Forschungsprojekt: Welfare Regime und soziale Dienstleistungen

. Ein Vergleich USA - Deutschland

Projektziel

Die Kurzstudie soll zur Erweiterung der Theorie der Wohlfahrtsregime um den Bereich sozialer Dienstleistungen beitragen. Dies erfolgt exemplarisch anhand einer Untersuchung des liberalen Wohlfahrtsregime in den USA mit Schwerpunkt Kalifornien.

Projektbeschreibung

Kontext

In der vergleichenden Sozialpolitikforschung gewann die von Gøsta Esping-Andersen entwickelte Perspektive von "Three Worlds of Welfare Capitalism" (1990), mit der drei Typen des "Welfare Regime" unterschieden wurden (skandinavisch-sozialdemokratisch, kontinentaleuropäisch-konservativ, anglosächsisch-liberal), erhebliche, wenngleich nicht unumstrittene Prominenz. Ein beachtlicher Einwand lautet, dass diese Typologie politisch-ökonomisch vor allem entlang des Zusammenhangs von Arbeitsmarkt(politik) und monetären sozialen Sicherungssystemen entwickelt wurde ("Dekommodifizierung"), während die jeweilige Entwicklung insbesondere von Sozial-, Gesundheits-, Bildungs- und Kulturdienstleistungen darin kaum abgebildet werde, die in zahlreichen Fällen mit der jeweiligen Regimelogik kaum übereinstimmt, ihr teils sogar widerspricht (bspw. der eher "sozialistische" "National Health Service" im "liberalen" Großbritannien).

Fragestellung

Die Fragestellungen des Projektes sind unter anderem:

- Wie kooperieren soziale Dienstleistungsanbieter im liberalen Wohlfahrtsregime mit staatlichen Institutionen?

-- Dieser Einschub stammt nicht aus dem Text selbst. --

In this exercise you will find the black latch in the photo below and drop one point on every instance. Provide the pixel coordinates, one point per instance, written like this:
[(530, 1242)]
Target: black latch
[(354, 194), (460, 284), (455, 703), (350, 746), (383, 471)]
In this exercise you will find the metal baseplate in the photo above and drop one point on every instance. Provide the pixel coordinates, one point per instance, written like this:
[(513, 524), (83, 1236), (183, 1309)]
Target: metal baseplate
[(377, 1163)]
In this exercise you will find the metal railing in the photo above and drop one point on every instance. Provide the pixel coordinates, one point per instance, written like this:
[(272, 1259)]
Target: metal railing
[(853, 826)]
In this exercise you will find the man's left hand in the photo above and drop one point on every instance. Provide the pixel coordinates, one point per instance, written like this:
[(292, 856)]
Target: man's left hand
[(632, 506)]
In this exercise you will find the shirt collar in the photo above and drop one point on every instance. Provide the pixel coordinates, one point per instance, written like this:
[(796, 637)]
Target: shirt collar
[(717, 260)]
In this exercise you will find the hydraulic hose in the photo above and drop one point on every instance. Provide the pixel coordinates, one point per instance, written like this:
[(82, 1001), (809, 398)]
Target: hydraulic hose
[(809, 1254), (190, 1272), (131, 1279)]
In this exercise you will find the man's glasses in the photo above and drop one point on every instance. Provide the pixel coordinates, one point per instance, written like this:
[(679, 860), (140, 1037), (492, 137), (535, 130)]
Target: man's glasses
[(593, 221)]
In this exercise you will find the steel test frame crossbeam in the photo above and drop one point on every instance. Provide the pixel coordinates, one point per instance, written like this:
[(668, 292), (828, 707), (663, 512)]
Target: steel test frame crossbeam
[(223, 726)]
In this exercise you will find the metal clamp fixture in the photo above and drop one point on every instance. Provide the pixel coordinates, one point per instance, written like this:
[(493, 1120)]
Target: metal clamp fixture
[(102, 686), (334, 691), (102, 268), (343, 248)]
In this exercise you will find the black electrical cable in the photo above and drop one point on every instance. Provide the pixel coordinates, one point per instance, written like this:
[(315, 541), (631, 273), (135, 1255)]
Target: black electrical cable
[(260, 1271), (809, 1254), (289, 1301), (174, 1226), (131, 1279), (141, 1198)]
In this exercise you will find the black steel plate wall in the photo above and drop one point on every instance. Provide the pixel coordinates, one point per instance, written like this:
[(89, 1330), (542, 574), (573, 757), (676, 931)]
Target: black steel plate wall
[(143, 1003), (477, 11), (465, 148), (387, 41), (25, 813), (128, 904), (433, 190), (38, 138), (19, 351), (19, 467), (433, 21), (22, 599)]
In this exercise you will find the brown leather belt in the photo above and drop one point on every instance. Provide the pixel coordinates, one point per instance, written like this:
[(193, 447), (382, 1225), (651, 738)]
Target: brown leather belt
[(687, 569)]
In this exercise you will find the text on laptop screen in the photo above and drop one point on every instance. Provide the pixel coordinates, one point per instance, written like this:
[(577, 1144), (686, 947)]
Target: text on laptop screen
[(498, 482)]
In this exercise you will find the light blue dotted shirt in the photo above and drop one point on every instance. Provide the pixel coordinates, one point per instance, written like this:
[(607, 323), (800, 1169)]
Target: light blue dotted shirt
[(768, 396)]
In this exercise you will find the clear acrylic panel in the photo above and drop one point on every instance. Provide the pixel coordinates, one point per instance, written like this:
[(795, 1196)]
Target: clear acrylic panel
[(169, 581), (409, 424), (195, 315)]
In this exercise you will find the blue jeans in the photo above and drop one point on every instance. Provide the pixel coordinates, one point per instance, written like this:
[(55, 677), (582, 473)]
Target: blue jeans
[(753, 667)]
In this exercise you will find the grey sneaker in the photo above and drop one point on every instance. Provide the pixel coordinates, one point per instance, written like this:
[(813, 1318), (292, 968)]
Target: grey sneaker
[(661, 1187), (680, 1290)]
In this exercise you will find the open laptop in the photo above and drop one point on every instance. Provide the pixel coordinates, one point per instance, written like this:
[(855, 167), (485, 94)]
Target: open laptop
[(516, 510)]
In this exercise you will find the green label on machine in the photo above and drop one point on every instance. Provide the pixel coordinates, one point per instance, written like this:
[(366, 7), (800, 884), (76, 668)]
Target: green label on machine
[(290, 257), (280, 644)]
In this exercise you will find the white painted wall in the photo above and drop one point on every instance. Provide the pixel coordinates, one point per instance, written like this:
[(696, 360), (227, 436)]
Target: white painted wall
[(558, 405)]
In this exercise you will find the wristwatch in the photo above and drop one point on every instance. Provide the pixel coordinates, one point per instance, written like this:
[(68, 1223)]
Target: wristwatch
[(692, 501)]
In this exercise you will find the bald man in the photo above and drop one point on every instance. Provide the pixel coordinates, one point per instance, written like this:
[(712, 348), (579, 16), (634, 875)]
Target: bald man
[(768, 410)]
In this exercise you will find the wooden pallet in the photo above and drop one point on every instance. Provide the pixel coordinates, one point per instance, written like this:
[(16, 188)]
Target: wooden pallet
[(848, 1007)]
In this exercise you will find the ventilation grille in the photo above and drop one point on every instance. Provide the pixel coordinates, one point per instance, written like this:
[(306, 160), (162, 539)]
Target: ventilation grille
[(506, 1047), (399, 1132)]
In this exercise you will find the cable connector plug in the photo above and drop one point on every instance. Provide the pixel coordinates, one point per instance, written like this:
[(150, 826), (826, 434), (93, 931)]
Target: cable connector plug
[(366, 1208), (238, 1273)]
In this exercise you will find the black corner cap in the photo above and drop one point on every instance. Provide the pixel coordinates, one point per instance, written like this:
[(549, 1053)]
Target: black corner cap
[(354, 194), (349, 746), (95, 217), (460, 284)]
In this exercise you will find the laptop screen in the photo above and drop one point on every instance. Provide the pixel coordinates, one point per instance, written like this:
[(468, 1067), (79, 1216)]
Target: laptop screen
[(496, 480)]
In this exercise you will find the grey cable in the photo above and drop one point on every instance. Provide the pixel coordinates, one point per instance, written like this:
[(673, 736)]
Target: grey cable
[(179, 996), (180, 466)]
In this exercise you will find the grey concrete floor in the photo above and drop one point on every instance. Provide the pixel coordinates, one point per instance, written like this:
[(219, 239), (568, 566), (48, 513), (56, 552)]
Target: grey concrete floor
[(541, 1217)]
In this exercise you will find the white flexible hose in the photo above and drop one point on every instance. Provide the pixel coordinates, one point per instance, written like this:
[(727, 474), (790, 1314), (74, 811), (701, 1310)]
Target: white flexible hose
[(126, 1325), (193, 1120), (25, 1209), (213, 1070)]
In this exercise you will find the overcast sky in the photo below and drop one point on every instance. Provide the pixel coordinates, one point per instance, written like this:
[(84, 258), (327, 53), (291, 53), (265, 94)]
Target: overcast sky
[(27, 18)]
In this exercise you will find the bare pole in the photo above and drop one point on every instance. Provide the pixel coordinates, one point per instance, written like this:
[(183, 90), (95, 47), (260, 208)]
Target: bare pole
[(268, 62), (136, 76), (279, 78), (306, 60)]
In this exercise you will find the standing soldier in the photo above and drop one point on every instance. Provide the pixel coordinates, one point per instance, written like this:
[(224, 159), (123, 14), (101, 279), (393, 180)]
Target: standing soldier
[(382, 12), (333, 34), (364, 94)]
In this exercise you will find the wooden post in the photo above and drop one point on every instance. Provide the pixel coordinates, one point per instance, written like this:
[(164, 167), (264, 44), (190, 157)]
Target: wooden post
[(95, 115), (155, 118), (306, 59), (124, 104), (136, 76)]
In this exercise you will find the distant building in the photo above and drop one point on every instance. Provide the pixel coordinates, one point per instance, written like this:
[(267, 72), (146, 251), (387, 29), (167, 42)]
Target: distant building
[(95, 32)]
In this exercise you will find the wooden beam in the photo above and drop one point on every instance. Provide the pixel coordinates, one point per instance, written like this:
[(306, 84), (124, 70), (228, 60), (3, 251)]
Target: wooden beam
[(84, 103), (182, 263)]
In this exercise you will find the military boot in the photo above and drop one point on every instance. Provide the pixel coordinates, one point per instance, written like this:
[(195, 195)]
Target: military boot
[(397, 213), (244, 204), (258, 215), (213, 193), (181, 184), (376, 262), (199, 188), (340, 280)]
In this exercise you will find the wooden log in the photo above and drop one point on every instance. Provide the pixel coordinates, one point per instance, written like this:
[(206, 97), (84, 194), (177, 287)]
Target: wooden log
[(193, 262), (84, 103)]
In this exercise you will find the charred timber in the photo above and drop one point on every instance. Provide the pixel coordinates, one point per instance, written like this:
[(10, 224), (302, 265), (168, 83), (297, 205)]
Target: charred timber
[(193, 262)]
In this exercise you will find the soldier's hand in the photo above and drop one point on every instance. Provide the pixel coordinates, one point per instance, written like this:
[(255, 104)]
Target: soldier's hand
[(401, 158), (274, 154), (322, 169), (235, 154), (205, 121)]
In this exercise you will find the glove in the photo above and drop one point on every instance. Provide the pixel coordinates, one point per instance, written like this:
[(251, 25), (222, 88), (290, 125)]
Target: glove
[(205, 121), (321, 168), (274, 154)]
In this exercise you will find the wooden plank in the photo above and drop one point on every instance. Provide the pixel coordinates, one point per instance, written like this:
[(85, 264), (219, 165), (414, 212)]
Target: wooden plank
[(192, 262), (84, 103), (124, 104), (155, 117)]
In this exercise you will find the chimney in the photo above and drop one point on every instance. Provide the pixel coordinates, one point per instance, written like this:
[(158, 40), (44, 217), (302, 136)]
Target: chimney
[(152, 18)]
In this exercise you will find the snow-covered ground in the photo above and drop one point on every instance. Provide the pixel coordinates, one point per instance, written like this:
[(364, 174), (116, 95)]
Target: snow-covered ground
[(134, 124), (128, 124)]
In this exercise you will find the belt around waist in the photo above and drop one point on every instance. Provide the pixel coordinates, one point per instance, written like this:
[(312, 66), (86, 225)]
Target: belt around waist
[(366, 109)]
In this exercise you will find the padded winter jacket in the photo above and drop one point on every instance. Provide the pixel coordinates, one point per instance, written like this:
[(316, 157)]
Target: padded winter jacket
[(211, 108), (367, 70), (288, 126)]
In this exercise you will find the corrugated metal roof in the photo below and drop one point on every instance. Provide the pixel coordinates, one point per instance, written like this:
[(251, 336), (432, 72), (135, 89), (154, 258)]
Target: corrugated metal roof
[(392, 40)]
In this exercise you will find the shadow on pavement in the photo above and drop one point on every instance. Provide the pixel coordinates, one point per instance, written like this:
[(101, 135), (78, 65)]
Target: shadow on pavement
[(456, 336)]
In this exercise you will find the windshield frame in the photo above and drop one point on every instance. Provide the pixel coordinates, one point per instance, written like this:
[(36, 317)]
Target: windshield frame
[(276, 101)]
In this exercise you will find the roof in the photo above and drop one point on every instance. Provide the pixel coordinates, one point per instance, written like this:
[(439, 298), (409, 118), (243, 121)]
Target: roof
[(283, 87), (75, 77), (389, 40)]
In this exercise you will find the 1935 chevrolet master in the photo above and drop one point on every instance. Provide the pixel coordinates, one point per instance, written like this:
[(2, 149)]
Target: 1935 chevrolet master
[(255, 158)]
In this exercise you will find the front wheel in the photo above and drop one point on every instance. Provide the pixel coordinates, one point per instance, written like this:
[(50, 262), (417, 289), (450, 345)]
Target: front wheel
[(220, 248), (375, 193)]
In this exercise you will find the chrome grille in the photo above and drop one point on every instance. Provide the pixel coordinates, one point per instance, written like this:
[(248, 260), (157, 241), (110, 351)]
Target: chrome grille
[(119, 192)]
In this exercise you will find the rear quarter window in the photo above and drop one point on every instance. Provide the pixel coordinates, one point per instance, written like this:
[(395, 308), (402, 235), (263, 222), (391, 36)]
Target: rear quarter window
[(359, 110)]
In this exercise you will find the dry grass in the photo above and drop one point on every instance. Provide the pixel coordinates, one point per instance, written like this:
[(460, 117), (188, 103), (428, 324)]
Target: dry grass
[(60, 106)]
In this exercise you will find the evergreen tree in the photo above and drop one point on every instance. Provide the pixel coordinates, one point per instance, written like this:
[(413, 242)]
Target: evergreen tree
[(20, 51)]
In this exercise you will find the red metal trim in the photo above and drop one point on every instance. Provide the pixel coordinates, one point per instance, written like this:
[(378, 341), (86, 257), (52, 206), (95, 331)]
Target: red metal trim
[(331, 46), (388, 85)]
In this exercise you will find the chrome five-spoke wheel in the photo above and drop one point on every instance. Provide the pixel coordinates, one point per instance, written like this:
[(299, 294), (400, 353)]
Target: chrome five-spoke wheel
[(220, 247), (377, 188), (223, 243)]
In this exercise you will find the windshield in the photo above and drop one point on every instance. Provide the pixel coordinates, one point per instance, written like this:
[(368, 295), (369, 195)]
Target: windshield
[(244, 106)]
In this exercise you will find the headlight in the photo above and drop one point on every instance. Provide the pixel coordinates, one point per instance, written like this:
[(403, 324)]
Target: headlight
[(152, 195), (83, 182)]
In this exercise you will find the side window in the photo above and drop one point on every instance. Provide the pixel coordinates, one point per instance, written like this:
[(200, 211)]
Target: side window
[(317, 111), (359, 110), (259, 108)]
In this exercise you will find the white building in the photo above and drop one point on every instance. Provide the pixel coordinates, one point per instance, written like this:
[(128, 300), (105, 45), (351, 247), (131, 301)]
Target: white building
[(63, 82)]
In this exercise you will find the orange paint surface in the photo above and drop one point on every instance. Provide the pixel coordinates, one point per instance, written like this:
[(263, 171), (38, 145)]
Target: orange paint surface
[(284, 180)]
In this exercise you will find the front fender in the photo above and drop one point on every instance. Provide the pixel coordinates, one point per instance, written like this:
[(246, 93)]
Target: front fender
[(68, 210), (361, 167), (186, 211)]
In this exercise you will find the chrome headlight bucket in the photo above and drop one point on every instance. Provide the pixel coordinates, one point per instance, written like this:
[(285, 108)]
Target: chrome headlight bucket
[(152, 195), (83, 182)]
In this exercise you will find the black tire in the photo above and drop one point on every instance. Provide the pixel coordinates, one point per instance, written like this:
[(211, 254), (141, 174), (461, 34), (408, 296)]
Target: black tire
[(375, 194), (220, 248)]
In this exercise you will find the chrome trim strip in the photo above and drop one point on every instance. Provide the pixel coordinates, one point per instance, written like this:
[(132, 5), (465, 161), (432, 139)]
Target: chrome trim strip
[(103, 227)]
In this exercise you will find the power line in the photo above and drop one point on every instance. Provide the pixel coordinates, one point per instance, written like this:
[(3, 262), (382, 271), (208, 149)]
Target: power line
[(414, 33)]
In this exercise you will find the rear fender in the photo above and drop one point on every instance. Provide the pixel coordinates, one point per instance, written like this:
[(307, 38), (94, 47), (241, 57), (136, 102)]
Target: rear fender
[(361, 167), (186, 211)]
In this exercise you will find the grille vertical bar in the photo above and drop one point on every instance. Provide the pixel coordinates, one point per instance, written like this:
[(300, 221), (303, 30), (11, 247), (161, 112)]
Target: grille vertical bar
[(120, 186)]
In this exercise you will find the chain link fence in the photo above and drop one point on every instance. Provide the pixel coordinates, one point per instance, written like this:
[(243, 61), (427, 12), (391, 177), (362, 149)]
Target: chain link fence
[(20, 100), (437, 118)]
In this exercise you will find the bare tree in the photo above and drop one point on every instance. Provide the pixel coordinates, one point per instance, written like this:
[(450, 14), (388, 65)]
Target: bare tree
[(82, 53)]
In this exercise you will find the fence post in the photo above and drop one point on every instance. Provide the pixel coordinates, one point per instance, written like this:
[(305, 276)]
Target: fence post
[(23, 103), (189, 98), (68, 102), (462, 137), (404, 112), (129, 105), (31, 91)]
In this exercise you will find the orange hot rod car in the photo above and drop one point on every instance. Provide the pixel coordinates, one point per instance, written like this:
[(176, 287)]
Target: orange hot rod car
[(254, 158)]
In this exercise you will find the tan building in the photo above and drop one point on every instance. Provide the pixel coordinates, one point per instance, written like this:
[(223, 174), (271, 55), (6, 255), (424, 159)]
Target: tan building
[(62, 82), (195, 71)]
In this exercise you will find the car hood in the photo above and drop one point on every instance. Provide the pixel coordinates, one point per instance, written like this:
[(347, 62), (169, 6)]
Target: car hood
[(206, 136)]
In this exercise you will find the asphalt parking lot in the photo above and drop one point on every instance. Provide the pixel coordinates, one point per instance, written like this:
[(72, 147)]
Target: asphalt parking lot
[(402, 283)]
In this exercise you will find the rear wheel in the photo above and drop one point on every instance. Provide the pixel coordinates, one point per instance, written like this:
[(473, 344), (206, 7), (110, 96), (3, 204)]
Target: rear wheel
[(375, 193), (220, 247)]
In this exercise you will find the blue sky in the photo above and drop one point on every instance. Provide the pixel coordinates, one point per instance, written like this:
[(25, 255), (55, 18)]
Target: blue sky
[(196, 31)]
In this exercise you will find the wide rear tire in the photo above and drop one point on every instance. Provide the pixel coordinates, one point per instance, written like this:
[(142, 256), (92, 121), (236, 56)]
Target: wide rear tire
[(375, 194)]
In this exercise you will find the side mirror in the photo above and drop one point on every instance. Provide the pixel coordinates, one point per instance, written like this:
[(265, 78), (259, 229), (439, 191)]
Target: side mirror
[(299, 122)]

- Welche Rolle spielen professionelle und professionspolitische Deutungsmuster? Sind individuumzentrierte Professionsmuster (z.B. psychoanalytischer Sozialarbeit) für systemische und "Empowerment"-Intentionen problematisch?

- Inwieweit können durch Vernetzungs- und Kooperationsstrukturen sozialer Dienstleistungsanbieter marktliche Handlungsmuster der Sozialpolitik unterlaufen werden?

- Welche Rolle spielen sozialpolitische Aktionen und Mobilisierungen?

- Sind gewerkschaftliche und andere bürgergesellschaftliche, insbesondere auch frauenpolitische Bündnisse für die Entwicklung des sozialen Dienstleistungssektors relevant?

Untersuchungsmethoden

Methodisch sollte anhand exemplarischer Falldarstellungen der US-Praxis - v.a. für ein deutsches Publikum - ein differenziertes Bild des "liberalen" Welfare Regime und seiner politischen Konstruktionslogik gezeichnet werden. Die Experteninterviews konzentrierten sich deshalb vor allem auf sozialpolitische Akteure bzw. auf die sozialpolitische Handlungsdimension ausgewählter Akteure.

Dies kann insbesondere nahe legen, welche Handlungs- und sozialpolitische Deutungsanforderungen an die deutschen Akteure für den wahrscheinlichen Fall gestellt werden müssen, dass das "liberale" Wohlfahrtsstaatsmodell auch in Deutschland künftig stärkere Beachtung findet. Insoweit werden die Forschungsergebnisse vergleichend auf die deutsche Situation bezogen.

Darstellung der Ergebnisse

-Die Analyse der Interviews macht deutlich, dass die Wertorientierungen von Entscheidungsträgern im US-amerikanischen Wohlfahrtssystem keineswegs auf eine liberale Regime-Programmatik reduziert werden können.

- Die professionspolitische Reflexion in der einschlägigen Literatur, den Fachgesellschaften (v.a. NASW) und der Forschungsliteratur erlaubt trotz der geringen Fallzahl und der regionalen Beschränkung auf Nordkalifornien vorsichtige Generalisierungen. Hierzu gehört insbesondere die Beobachtung, dass sozialdemokratische Regimeelemente vor allem über die gewerkschaftliche Organisation im Wohlfahrtsbereich und die damit verbundenen korporatistischen Verhandlungsmechanismen Eingang in die amerikanische Wohlfahrtsstruktur fanden.

- Zugleich werden konservative Regimeelemente über die starke Verankerung religiöser Non-Profit-Organisationen im Wohlfahrtssystem sichtbar. Entscheidend dürfte das hohe Niveau professioneller und disziplinärer Organisation von Social Work in den USA sein, das sich als wirksames Element in den sozial- und gesundheitspolitischen Konflikten und Institutionalisierungen erwiesen hat.